I’ll start with what I learned from Orwell. I thoroughly enjoyed his style and tone and the way he clearly wrote with a concrete plan in mind. I admired that he was able to criticize writers as a whole, but also did not spare himself from his own sharp disdain. He categorizes himself as the type of writer who operates out of egoism, or “Desire to seem clever, to be talked about, to be remembered after death, etc.” out of aesthetic enthusiasm, or in the pleasure gained from the arrangement of one’s own words, and out of historical impulse, or the desire to articulate facts and use them for the author’s own purpose (Orwell). I, too, have found myself motivated by similar incentives. For this reason, I Orwell’s words resonated with me particularly.
Of the three readings, Didion’s was my favorite. Her unassuming, humble, and quirky style appealed to me and kept me interested throughout the piece. She states several times that she does not completely know what she was doing. She admits, “In short I tried to think. I failed” (Didion). Like Orwell, I appreciate her ability to pinpoint concretely what makes her write. Stating, “I write entirely to find out what I’m thinking, what I’m looking at, what I see and what it means” (Didion). I identified with her last line in particular, “Let me tell you one thing about why writers write: had I known the answer to any of these questions I would never have needed to write a novel” (Didion). The questions she is talking about are the ones that formed her novel. They came to her randomly and unformed, but she was able to transform them into something complete and linear. I admire her ability to do this and to build a whole story around a single name.

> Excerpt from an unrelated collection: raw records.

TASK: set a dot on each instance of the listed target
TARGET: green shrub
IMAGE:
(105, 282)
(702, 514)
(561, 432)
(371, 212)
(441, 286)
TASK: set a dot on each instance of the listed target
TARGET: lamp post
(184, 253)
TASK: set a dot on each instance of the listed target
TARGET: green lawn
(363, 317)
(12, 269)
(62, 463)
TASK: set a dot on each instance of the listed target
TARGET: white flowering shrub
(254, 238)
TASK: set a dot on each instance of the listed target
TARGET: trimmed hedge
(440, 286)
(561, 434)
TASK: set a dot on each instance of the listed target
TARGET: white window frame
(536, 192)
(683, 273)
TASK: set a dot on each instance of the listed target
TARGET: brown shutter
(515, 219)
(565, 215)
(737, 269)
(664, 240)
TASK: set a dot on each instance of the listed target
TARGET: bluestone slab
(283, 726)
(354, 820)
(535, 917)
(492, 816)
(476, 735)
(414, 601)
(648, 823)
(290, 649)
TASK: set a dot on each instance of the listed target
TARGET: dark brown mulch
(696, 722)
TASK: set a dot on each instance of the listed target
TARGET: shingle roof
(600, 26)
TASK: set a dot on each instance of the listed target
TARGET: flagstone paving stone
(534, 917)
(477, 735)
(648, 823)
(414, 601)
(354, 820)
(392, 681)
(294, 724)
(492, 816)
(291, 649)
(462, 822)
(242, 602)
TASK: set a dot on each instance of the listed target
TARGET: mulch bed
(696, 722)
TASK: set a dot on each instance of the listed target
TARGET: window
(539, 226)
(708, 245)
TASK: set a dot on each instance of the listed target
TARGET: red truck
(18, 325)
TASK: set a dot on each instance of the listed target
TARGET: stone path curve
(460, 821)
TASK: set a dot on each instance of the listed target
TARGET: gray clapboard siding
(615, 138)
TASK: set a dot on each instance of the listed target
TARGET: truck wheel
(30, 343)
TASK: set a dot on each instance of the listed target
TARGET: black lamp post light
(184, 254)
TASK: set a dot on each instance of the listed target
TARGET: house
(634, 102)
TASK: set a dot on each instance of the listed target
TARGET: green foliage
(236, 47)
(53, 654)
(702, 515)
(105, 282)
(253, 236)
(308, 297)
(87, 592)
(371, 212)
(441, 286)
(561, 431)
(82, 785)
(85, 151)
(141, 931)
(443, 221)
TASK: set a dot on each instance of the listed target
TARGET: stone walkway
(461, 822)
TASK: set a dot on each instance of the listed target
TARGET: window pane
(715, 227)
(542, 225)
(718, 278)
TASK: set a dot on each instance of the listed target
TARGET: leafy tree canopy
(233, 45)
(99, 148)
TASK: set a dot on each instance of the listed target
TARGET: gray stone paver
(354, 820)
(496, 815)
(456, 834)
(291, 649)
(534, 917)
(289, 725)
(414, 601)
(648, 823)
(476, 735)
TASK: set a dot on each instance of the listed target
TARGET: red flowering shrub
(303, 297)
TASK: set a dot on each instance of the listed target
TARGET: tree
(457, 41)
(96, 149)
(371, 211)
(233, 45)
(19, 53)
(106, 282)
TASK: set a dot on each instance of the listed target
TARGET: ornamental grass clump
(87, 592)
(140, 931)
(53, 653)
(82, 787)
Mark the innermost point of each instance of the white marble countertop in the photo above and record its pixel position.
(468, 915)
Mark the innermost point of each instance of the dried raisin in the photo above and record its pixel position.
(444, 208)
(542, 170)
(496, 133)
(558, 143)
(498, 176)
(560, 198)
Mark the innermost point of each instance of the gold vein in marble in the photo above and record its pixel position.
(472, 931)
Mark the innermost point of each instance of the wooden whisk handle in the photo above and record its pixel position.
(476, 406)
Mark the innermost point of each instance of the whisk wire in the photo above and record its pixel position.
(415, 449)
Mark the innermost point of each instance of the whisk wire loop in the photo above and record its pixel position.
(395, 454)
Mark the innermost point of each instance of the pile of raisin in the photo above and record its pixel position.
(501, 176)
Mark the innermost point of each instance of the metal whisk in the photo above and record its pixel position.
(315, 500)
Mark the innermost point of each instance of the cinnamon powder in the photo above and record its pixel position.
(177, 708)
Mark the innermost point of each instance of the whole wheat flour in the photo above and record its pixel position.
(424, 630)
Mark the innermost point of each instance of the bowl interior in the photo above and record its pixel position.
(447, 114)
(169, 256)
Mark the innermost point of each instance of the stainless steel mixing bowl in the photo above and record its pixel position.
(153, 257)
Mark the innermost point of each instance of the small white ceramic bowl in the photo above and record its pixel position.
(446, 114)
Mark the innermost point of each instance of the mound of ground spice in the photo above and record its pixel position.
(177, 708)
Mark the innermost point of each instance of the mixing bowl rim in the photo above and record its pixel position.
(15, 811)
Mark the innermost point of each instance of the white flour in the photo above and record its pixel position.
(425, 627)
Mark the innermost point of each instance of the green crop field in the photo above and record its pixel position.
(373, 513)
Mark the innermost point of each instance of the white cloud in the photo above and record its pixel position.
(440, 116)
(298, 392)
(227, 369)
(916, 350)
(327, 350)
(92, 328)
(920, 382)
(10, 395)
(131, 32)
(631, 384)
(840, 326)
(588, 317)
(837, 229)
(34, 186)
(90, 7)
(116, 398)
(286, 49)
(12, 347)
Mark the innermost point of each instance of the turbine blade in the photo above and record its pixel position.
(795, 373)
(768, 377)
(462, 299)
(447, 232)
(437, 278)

Finally, while reading Sullivan’s “Why I Blog,” I was slightly put off by the self-importance that I found in his work. I agree with his main points – that blogging is a new and malleable form of writing that allows authors to quickly and dynamically share their opinions – but I thought that his post was overly long and verbose, and that his concessions to the importance of traditional writing seemed forced and unauthentic. I cannot define specifically what it is about his style that I find annoying – perhaps it is the way he frequently compares himself to a disc jockey or a jazz musician, or perhaps it is the way he often states that he was one of the earliest bloggers in the blogosphere, as if it gives him a specific right to write. Perhaps the straight-faced, black-and-white picture he includes at the very top, before any content, cemented my opinion before I read anything at all. Whatever it may be, Sullivan was my least favorite of the readings and the one I least identified with.
Whether I liked the readings or not, I’ll still be sure to keep them in the back of my mind as models while I continue to traipse through my career as an aspiring writer.